Also, this doesn't make sense of the logic of 2:5-9. The reason for no plants of some kind is a lack of rain and a lack of man. Now, what kind of plants either need rain or need man? Pretty much all of them, at least according to non-technical ideas of what a plant is. If there's a distinction between wild and cultivated plants, then I would guess that no rain is why there are no wild plants and no man is why there are no cultivated plants in 2:5.

Animals Before Eve?

On the sixth day, God first creates the animals, and then he creates people. However, in the second creation account, the order is Adam, animals, Eve. Creationists generally agree with the first part, so I won't belabor that point.

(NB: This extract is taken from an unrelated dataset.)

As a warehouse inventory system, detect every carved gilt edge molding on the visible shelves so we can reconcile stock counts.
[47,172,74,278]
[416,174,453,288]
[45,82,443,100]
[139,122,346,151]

The order in which the events are recorded is the creation of Adam (2:7), animals (2:19), and finally Eve (2:22), so the prima facie case is mine again. But the case is much stronger than the mere order in which the facts are recorded – this is the order that is implied by the logic of 2:18-2:22. In 2:18a, God observes a problem: man is alone. In 2:18b, God suggests a solution: Adam needs a helper. The next thing that happens is God creates the animals in 2:19 as an attempt to find Adam a helper. My claim that the creation of the animals was an attempt to find a helper for Adam is all but explicitly stated in 2:20: “but for Adam there was not found a helper suitable for him.” In verse 2:21, God tries a more successful solution: taking one of Adam's ribs and making a woman.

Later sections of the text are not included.